Darum gehts
Seit dem Start von Russlands völkerrechtswidrigem Krieg in der Ukraine haben Experten dem Land mehrfach einen wirtschaftlichen Einbruch vorhergesagt. Die westlichen Sanktionen setzen der russischen Wirtschaft zwar zu, doch diese zeigt sich äusserst zäh. Vier Jahre nach Kriegsausbruch zeigen sich jedoch deutliche Risse. Steht Kreml-Chef Wladimir Putin (73) bald vor gröberen Problemen?
«Die russische Wirtschaft stagniert», sagt Russland-Experte Vasily Astrov (51) zu Blick. Astrov ist Ökonom am Vienna Institute for International Economic Studies. Als Hauptgrund nennt der Experte die hohen Leitzinsen von derzeit 15,5 Prozent. Mit den Zinsen konnte Russland zwar die Inflation offiziell in den Griff bekommen. «Sie schnüren der Wirtschaft jedoch die Luft ab», so Astrov.
Zinsen setzen Privathaushalten und Unternehmen zu
Die hohen Zinsen verteuern Kredite, und die Privathaushalte sind deutlich zurückhaltender bei ihren Ausgaben. «Kredite sind für viele unerschwinglich geworden. Das wirkt sich negativ auf die Nachfrage nach langlebigen Konsumgütern, Autos und auch in der Bauwirtschaft aus», so Astrov. Der Privatkonsum wird zudem durch höhere Einkommenssteuern belastet.
Auch für die Unternehmen sind die Zinsen ein Problem. So fressen sie einen massgeblichen Teil der Gewinne weg. Verschärft wird die Situation durch eine stärkere Steuerbelastung. «Gerade für kleine und mittelgrosse Unternehmen wird die Lage zunehmend schwierig», sagt Astrov. Die Arbeitslosigkeit dürfte im laufenden Jahr jedoch nur geringfügig zunehmen. Aktuell liegt sie bei gut 2 Prozent.

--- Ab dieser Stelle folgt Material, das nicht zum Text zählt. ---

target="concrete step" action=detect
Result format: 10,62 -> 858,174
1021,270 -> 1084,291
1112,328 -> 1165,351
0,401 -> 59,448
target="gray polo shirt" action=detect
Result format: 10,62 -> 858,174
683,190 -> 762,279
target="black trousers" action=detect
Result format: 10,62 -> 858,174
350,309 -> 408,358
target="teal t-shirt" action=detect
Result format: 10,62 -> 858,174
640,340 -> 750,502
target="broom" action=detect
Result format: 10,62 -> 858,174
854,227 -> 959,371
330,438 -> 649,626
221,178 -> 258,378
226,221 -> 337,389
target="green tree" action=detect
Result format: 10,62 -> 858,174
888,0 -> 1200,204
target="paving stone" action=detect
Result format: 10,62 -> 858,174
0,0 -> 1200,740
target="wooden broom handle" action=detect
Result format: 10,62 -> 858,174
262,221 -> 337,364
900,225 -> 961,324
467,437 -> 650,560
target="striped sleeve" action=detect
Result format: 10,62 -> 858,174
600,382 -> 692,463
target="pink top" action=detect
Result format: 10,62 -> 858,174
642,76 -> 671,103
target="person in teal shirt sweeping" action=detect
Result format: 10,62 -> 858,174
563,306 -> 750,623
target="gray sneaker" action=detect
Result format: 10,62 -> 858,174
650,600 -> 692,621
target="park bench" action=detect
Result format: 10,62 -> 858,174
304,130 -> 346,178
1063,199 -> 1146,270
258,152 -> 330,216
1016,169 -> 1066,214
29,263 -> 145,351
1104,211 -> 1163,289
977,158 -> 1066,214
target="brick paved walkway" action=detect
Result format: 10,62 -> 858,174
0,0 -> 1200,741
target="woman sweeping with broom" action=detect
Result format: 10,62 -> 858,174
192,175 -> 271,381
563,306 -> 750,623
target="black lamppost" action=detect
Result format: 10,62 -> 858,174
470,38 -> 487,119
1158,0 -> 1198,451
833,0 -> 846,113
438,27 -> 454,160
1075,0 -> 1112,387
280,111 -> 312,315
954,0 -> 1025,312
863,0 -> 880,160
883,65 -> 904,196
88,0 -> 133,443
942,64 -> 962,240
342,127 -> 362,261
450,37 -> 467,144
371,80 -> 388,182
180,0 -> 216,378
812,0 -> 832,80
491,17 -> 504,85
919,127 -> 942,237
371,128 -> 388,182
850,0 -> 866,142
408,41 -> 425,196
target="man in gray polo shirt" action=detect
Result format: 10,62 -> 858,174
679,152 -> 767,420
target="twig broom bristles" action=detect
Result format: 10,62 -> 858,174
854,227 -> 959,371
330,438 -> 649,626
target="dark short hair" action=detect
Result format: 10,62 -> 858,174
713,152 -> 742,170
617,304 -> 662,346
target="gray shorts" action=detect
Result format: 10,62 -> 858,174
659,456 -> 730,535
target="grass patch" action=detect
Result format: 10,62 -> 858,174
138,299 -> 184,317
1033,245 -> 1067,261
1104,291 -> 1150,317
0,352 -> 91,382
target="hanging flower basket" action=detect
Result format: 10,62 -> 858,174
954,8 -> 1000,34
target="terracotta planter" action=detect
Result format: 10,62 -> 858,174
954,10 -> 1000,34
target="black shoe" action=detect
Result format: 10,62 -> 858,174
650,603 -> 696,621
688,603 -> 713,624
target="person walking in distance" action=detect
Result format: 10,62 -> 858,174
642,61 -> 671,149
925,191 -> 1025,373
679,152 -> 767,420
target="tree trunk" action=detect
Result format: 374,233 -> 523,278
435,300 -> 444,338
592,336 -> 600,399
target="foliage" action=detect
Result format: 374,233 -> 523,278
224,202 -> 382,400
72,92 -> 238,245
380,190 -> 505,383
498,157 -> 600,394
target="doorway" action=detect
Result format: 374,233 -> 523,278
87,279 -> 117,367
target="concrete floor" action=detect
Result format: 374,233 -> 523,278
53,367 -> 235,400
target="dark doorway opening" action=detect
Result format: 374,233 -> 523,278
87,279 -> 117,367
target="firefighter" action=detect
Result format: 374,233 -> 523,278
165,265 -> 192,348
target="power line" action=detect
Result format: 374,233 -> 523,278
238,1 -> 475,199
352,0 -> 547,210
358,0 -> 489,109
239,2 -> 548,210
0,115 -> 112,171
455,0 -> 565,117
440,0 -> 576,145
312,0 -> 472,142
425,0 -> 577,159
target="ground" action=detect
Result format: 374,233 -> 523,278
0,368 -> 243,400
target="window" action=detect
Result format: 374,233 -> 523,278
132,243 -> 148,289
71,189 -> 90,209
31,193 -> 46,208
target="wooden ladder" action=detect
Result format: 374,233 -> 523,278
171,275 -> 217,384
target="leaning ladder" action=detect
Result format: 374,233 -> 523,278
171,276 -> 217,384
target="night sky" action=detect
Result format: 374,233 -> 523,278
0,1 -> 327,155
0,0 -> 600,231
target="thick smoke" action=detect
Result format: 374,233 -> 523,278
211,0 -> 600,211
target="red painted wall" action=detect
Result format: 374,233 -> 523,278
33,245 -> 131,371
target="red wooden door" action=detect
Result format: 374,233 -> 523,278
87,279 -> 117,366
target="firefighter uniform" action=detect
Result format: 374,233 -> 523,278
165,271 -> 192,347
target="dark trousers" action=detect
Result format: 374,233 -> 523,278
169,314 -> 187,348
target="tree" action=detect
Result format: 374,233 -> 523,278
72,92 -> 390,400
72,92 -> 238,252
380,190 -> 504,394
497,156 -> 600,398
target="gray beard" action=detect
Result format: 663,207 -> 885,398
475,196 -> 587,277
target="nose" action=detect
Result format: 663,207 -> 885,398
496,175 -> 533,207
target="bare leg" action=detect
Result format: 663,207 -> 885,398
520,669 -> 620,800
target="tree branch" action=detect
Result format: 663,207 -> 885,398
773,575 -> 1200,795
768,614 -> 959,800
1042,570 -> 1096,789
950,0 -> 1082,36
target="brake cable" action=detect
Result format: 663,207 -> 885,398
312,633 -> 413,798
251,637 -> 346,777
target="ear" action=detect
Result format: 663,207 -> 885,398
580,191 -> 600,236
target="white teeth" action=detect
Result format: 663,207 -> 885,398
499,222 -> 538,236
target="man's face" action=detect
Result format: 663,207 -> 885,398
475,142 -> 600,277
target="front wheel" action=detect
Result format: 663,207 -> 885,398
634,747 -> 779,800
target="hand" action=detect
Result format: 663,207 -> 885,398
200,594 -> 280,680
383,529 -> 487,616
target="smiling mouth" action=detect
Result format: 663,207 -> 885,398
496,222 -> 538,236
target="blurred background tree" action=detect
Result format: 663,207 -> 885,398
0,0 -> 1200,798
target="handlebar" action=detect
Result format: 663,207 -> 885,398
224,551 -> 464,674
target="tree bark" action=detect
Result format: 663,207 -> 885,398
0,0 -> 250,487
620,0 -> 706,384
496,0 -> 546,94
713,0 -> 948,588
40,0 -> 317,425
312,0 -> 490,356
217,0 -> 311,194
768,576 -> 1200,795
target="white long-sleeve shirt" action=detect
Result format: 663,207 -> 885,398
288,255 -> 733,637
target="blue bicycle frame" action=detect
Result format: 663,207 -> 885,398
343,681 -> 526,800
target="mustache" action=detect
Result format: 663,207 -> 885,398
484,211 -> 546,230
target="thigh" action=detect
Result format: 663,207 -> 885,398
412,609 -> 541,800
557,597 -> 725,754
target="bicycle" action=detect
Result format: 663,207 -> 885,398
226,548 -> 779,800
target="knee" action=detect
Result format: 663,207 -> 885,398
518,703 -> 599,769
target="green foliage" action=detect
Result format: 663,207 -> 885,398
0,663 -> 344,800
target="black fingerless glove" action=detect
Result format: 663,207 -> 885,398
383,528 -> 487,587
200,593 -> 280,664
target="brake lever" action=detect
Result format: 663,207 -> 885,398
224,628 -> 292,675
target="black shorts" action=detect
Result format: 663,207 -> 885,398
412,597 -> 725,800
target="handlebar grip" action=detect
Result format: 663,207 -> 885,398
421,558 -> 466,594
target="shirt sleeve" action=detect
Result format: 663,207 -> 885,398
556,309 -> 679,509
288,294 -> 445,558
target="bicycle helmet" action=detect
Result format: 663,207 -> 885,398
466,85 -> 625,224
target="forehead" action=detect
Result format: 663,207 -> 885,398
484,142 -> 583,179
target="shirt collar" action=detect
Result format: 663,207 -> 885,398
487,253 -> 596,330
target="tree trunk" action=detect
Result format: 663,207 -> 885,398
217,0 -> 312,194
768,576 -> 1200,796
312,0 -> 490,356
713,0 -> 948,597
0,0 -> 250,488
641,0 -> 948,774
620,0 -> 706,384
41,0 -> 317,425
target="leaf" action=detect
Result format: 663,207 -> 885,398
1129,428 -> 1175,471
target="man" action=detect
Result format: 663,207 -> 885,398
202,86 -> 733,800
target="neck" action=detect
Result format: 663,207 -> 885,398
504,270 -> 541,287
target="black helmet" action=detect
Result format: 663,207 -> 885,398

Der Grund für die tiefe Arbeitslosigkeit: Russland leidet wegen der demografischen Entwicklung und der Männer, die im Krieg statt an der Arbeit sind. Ausserdem fehlt es an Fachkräften. Letzteres dürfte sich in diesem Jahr ein wenig entspannen, so Astrov.
US-Sanktionen zeigen Wirkung
Die höheren Steuereinnahmen benötigt der Kreml zur Finanzierung seines Staatshaushalts, in dem die Militärausgaben mittlerweile rund die Hälfte ausmachen. Das Land hat zum Teil auf Kriegswirtschaft umgestellt. Das für russische Verhältnisse relativ hohe Budgetdefizit liegt neben den hohen Kriegskosten auch am Rohstoffsektor, der immer weniger Geld in die Kassen spült.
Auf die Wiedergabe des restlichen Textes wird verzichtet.